Before or during the meetings among Carter, Jones and Person C, Person C would provide Carter with checks from companies associated with Person C that were made payable to Person A's church, the document states. It says that after the restaurant meetings, Carter would provide the checks to Person A, who typically deposited the checks into church-related checking accounts and received cash in return. Person A would then provide Carter with all or part of the cash and Carter would, in turn, provide all or part of the cash to Jones during a later in-person meeting.

Person A still hasn't been identified or charged.

The information mirrors the Oct. 2 information to which Jones, also a former state representative from Marion from November 1998 to December 2004, pleaded guilty. Jones admitted that he accepted more than $10,000 in bribes in exchange for providing inside information from the Human Services Department that benefited the owner of the two companies.

As the department's deputy director since 2007, Jones headed five divisions: Aging and Adult Services, Youth Services, Childcare and Early Childhood Education, Community Services and Nonprofit Support, and Services for the Blind. He was paid an annual salary of $117,615.

Before the companies' Medicaid funding was suspended, Trinity treated about 90 children at its Warm Springs inpatient facility, and Maxus, doing business as Arkansas Counseling Associates, provided outpatient care to more than 2,500 Medicaid beneficiaries.
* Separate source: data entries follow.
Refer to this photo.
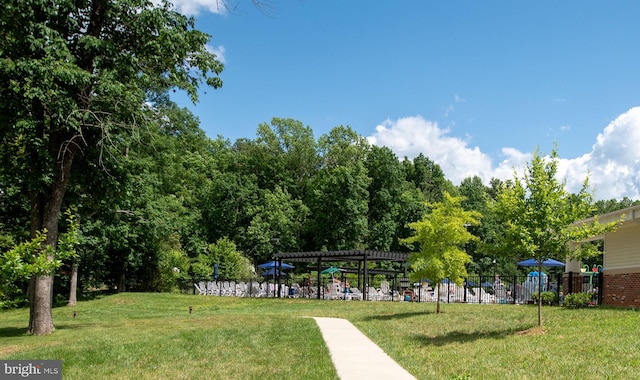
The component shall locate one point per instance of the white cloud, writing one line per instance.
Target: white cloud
(613, 165)
(410, 136)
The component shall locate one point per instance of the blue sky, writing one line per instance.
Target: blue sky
(474, 85)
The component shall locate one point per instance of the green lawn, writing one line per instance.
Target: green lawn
(153, 336)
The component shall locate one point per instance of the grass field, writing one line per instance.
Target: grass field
(153, 336)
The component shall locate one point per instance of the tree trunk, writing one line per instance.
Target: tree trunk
(73, 285)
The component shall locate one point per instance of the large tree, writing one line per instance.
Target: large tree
(73, 74)
(538, 212)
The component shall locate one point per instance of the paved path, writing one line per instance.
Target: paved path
(355, 356)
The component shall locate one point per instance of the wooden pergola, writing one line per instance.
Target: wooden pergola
(361, 257)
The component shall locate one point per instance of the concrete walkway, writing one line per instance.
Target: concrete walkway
(355, 356)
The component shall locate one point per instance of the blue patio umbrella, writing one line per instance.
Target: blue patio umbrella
(545, 263)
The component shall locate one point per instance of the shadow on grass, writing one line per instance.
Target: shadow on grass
(465, 337)
(390, 317)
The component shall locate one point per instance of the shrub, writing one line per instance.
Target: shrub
(577, 300)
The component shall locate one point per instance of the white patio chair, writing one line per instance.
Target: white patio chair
(386, 293)
(213, 288)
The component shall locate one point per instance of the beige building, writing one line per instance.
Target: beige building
(621, 260)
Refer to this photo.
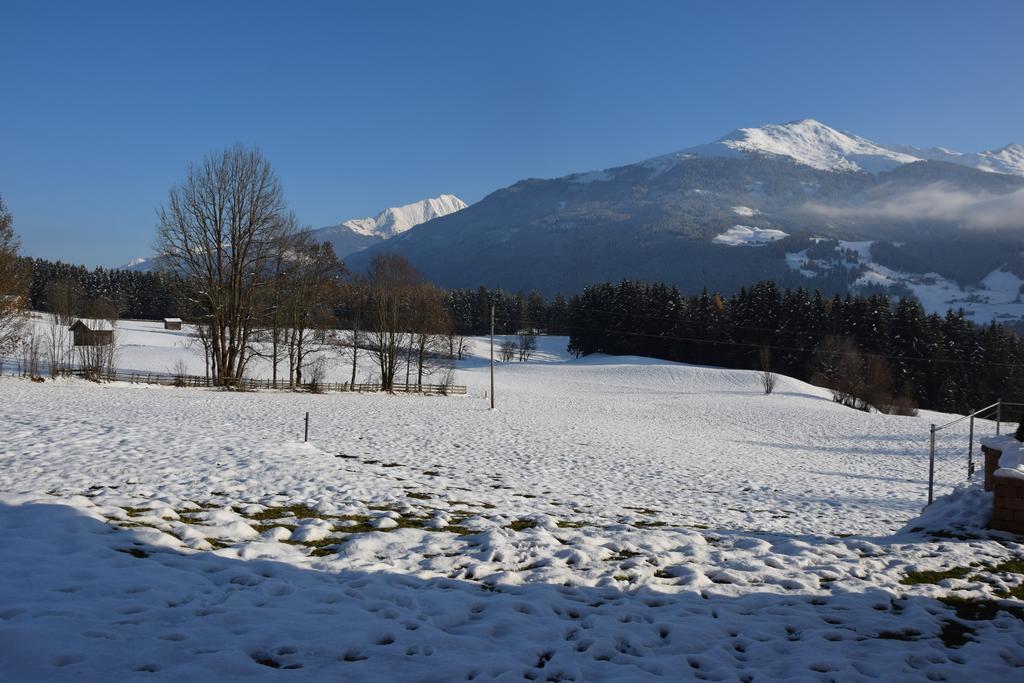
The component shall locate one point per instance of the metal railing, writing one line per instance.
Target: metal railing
(987, 413)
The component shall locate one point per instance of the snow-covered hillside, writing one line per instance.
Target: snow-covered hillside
(615, 518)
(808, 142)
(398, 219)
(999, 296)
(813, 143)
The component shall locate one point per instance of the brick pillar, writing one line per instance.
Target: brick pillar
(991, 464)
(1008, 507)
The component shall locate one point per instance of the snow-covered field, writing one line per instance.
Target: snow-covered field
(614, 519)
(996, 298)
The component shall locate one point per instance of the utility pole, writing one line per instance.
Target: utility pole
(492, 356)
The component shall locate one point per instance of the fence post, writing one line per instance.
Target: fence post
(970, 450)
(931, 467)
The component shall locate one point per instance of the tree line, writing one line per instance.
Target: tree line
(868, 350)
(232, 260)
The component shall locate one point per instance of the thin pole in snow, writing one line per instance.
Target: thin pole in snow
(970, 450)
(931, 466)
(492, 356)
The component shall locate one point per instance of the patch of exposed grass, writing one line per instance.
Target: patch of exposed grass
(624, 555)
(918, 578)
(906, 634)
(980, 609)
(1011, 566)
(954, 634)
(297, 511)
(322, 543)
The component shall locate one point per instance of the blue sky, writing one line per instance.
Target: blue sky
(365, 105)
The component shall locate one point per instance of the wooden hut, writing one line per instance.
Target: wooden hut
(92, 332)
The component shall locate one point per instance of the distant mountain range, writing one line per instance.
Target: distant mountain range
(799, 203)
(357, 233)
(740, 209)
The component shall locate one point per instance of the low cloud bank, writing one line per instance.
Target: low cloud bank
(934, 203)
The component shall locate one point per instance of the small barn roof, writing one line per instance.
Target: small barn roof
(93, 324)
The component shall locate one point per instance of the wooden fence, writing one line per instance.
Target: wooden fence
(253, 384)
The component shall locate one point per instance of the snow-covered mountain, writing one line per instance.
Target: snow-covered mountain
(809, 142)
(813, 143)
(725, 214)
(140, 264)
(398, 219)
(357, 233)
(1006, 160)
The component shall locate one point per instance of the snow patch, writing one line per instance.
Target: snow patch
(745, 236)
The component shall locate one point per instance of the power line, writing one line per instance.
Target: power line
(952, 361)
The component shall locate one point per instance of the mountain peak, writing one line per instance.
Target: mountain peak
(355, 235)
(396, 220)
(810, 142)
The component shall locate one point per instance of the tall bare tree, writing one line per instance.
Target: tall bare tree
(354, 298)
(429, 322)
(391, 282)
(313, 283)
(13, 285)
(219, 233)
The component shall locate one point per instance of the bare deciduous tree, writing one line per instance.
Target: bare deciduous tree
(312, 284)
(219, 233)
(507, 350)
(527, 344)
(62, 301)
(390, 283)
(354, 297)
(98, 360)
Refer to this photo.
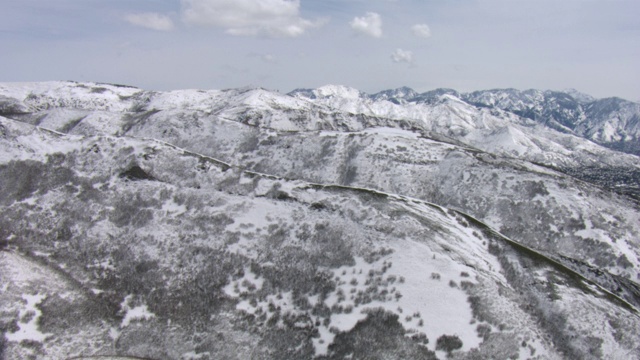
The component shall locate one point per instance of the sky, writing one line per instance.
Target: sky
(372, 45)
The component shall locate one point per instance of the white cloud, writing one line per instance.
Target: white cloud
(370, 24)
(277, 18)
(421, 30)
(400, 55)
(153, 21)
(268, 58)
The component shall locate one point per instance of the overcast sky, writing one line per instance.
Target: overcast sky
(590, 45)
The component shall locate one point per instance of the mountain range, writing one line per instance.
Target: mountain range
(324, 223)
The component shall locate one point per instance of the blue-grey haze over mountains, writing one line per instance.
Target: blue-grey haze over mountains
(593, 46)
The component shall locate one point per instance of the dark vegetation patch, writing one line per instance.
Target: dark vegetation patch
(66, 128)
(136, 173)
(379, 336)
(448, 343)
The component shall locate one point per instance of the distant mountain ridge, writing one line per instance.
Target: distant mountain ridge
(611, 122)
(324, 224)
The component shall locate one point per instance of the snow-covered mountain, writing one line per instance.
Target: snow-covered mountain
(325, 223)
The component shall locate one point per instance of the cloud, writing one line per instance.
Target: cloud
(421, 30)
(370, 24)
(400, 55)
(153, 21)
(276, 18)
(268, 58)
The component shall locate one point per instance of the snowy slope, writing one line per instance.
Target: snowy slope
(128, 247)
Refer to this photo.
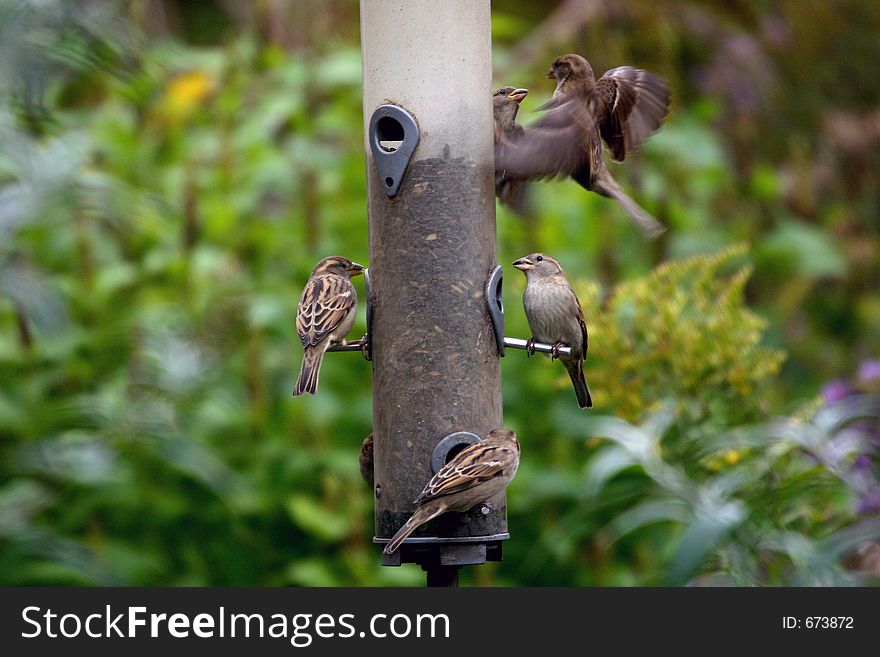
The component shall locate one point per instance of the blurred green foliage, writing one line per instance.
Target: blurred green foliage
(171, 171)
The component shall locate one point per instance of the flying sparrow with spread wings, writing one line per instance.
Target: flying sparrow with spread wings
(505, 104)
(325, 315)
(621, 108)
(555, 316)
(476, 474)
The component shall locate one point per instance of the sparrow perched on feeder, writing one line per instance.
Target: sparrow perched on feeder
(505, 104)
(621, 108)
(325, 315)
(476, 474)
(365, 461)
(555, 317)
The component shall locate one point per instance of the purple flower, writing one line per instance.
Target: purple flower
(869, 370)
(835, 390)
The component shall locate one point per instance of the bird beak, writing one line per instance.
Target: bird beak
(523, 264)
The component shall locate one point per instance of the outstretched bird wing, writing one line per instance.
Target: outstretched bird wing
(631, 104)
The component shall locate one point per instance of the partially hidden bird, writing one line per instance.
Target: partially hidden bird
(555, 317)
(478, 473)
(325, 315)
(622, 109)
(366, 460)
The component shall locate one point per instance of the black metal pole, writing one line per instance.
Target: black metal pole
(432, 246)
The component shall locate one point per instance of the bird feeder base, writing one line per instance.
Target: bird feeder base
(431, 552)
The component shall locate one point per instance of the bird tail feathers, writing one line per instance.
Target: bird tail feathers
(309, 373)
(416, 520)
(607, 186)
(576, 373)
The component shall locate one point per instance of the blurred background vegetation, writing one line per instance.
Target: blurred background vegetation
(170, 171)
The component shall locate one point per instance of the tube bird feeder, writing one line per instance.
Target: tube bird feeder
(430, 179)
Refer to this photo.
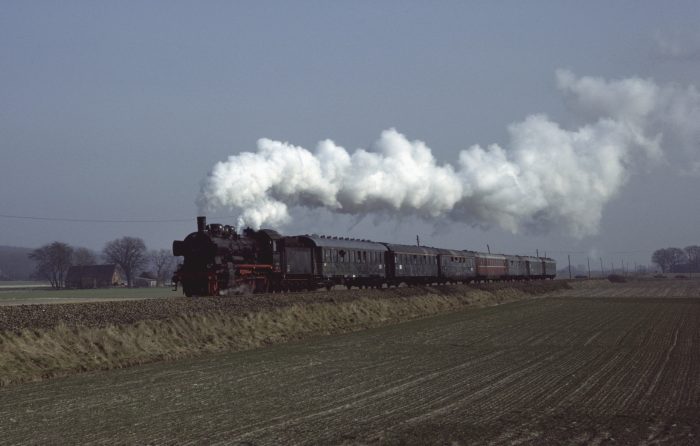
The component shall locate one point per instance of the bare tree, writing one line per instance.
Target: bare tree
(162, 262)
(84, 256)
(52, 263)
(667, 258)
(127, 252)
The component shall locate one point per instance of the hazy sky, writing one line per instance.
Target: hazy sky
(119, 110)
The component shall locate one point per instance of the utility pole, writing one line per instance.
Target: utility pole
(589, 267)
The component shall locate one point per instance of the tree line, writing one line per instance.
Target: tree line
(669, 259)
(129, 253)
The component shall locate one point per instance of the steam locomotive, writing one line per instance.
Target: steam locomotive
(218, 260)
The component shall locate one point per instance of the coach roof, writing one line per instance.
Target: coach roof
(340, 242)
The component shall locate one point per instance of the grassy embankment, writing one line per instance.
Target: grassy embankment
(31, 354)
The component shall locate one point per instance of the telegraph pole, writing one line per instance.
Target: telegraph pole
(589, 267)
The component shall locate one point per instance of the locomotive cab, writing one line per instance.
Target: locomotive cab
(217, 260)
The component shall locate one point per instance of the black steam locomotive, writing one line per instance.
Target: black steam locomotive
(218, 260)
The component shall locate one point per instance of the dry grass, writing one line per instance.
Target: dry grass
(35, 354)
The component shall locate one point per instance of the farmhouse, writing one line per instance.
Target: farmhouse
(93, 276)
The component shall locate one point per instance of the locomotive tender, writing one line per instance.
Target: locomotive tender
(218, 260)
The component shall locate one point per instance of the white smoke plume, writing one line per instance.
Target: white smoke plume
(548, 177)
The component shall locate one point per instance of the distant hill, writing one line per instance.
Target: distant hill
(15, 263)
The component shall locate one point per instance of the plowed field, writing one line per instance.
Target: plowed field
(604, 365)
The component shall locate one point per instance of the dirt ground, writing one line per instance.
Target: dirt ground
(620, 366)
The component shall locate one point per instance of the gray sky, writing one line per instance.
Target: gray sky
(118, 111)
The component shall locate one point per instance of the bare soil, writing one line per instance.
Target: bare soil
(22, 315)
(605, 367)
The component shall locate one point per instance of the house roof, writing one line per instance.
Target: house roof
(98, 272)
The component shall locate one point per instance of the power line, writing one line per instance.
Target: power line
(98, 220)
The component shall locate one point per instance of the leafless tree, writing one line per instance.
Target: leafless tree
(129, 253)
(667, 258)
(52, 263)
(84, 256)
(162, 262)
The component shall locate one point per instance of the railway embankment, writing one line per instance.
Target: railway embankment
(52, 340)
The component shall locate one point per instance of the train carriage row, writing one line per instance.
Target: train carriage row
(217, 259)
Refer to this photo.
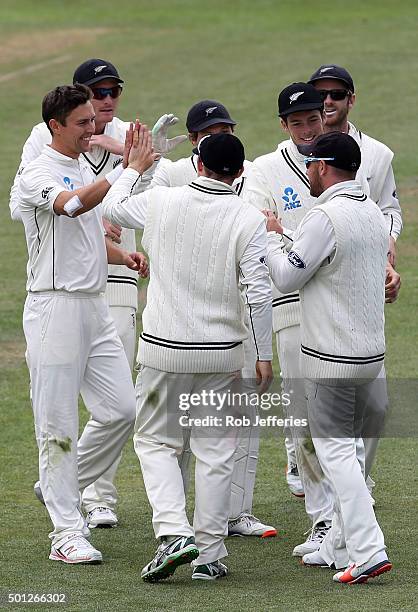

Combined, Medicaid paid the companies about $23 million to $29 million per year since 2009.

Carter was one of four people, including then-state Rep. Hudson Hallum, who pleaded guilty Sept. 5, 2012, to a conspiracy to bribe absentee voters with chicken dinners, as well as cheap vodka and whiskey, in an effort to ensure that Hallum won three special elections in 2011. Federal prosecutors said the conspiracy began when Hallum hired Carter to implement the campaign's absentee-ballot strategy.

Hallum resigned his seat representing District 54 and was sentenced to three years' probation with nine months' home confinement, 100 hours of community service work and a $20,000 fine.

Carter was sentenced to three years' probation with five months' home confinement, 100 hours of community service work and a $2,500 fine.